Considerando come viene calcolato ufficialmente il PIL serbo – con alcune cifre probabilmente sovrastimate – questa potrebbe presto diventare una situazione molto pericolosa. Soprattutto perché la Serbia prevede di continuare ad aumentare il proprio debito pubblico di altri 6 miliardi di euro.

Sembra che nessuno al governo consideri il fatto che tutto ciò che viene preso in prestito oggi dovrà prima o poi essere rimborsato (con gli interessi). E nonostante la Serbia abbia ottenuto un rating creditizio “investment grade” dall’agenzia Standard & Poor’s – che i funzionari avevano dichiarato avrebbe automaticamente ridotto i costi di finanziamento – i tassi di interesse non sono diminuiti.
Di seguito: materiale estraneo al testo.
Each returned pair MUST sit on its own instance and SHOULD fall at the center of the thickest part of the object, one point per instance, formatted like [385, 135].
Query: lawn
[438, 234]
Un’affermazione particolarmente fuorviante fatta dai vertici del governo è che, nonostante l’aumento assoluto del debito, il rapporto debito pubblico/PIL sia in calo. Secondo il Ministero delle Finanze, mentre il debito è aumentato di 12,2 miliardi di euro tra dicembre 2020 e il 2024, la sua quota rispetto al PIL sarebbe scesa dal 54,4% al 47,4%.

Sembra una buona notizia, peccato che non sia vera. Senza contare che i calcoli del PIL serbo includono persino stime di entrate provenienti dalla prostituzione illegale e dal traffico di droga.

In breve, l’acceleratore è premuto, ma i freni hanno ceduto… Che il Signore ci aiuti! Il genio è uscito dalla bottiglia e, anche se qualcuno volesse, rimettercelo sarà estremamente difficile.